TORONTO - Not only can Connie DeSousa peel the skin from a pig's head in 49 seconds flat, but the Calgary restaurateur was the winner in the outstanding chef category at a Toronto food conference this week.

The co-owner of Charcut Roast House and a finalist in season 1 of "Top Chef Canada" earned the honour at the Terroir Symposium.

Jeremy Bonia, owner and sommelier of Raymonds in St. John's, N.L., won in the beverage category and Stephen Beckta, proprietor of the three Ottawa restaurants Gezellig, Beckta and Play Food & Wine, won in the service professional category.

The seventh annual conference brought together chefs, food writers, wine and food experts and culinary activists who explored this year's theme, "For the Love of Food: Stories, Memories and Culture."

DeSousa dazzled with her knife-wielding skills as she removed the skin from a pig's head as part of a demonstration on making mortadella sausage. Ground shoulder and back fat mixed with pistachios and other ingredients were then stuffed back into the head, which DeSousa sewed up with butcher's twine. At the Calgary restaurant, it is cooked for nine hours at a low temperature and then sliced and served very simply with a homemade grainy mustard.

DeSousa said she and her mentor, co-chef John Jackson, are "very back to basics" with their philosophy of cuisine. They spent four years cooking in San Francisco before returning to Calgary to open Charcut in February 2010. The restaurant has a custom-built rotisserie and charbroiler and features hand-crafted charcuterie, such as the mortadella.

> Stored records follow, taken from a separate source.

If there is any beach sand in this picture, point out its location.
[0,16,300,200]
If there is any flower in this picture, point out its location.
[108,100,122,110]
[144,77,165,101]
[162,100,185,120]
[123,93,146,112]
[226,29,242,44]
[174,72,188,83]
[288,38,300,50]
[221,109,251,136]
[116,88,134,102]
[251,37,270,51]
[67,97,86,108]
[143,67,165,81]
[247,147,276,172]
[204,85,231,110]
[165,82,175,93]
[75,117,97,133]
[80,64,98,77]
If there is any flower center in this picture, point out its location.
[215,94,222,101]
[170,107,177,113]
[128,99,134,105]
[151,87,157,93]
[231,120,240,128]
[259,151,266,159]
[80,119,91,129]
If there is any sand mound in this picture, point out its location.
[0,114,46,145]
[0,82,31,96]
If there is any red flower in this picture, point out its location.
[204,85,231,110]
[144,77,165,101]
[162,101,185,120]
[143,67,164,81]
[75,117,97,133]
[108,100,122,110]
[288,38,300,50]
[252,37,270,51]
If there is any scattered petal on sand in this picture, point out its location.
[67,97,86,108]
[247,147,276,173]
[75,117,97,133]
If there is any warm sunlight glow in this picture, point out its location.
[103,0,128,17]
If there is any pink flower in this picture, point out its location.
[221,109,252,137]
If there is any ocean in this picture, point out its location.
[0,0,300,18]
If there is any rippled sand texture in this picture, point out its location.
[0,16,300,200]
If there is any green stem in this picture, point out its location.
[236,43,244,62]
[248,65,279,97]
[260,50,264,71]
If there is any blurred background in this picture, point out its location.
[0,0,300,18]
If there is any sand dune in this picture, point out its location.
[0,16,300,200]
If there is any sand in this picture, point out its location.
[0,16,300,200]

"We fell in love with the style of cuisine in San Francisco," DeSousa said in an interview. "Everyone knows where their food comes from; people know the first names of their farmers, their butchers. We wanted to bring a piece of that philosophy back to Calgary."

The duo is supplied with produce from local farms they've toured. Butchering is done in-house, along with pickling, canning and preserving local produce into about 3,000 jars over the summer months to sustain them through the winter. Bread is baked daily.

When they were getting started back in Calgary, the team invited local chefs to a potluck in the backyard of DeSousa's parents to reintroduce themselves.

"Calgary was very closed-minded when it came to collaboration before that and coming from San Francisco where the chefs community is so tight ... it felt like a completely different mentality. We were successful in helping to start the collaborative efforts in Calgary.

"We want to showcase our city and we're really proud of it and we're proud of our culinary scene and the only way that we're going to be able to do that and showcase Calgary and make it into a food destination city is by doing things together," said DeSousa, 32, who was born and raised in the city.

Charcut uses Facebook and Twitter to publicize special events. One such promotion, Alley Burger, started out as $5 burgers sold from Charcut's back door.

The first time, 20 people enjoyed the burgers. Then the initiative mushroomed and became too big to handle. The last time they did it, 350 people lined up around the perimeter of the restaurant.

Now Alley Burger is a food truck and part of an 18-month pilot project.

Also at the Terroir Symposium, there were presentations on food culture, taste, memory and gastronomy by a wide range of participants, including Kate Krader of Food and Wine Magazine in New York, chef JP McMahon of the Michelin-rated Aniar restaurant in Galway, Ireland, chef and cookbook author Trine Hahnemann of Copenhagen and Paul Rogalski of Rouge Restaurant in Calgary.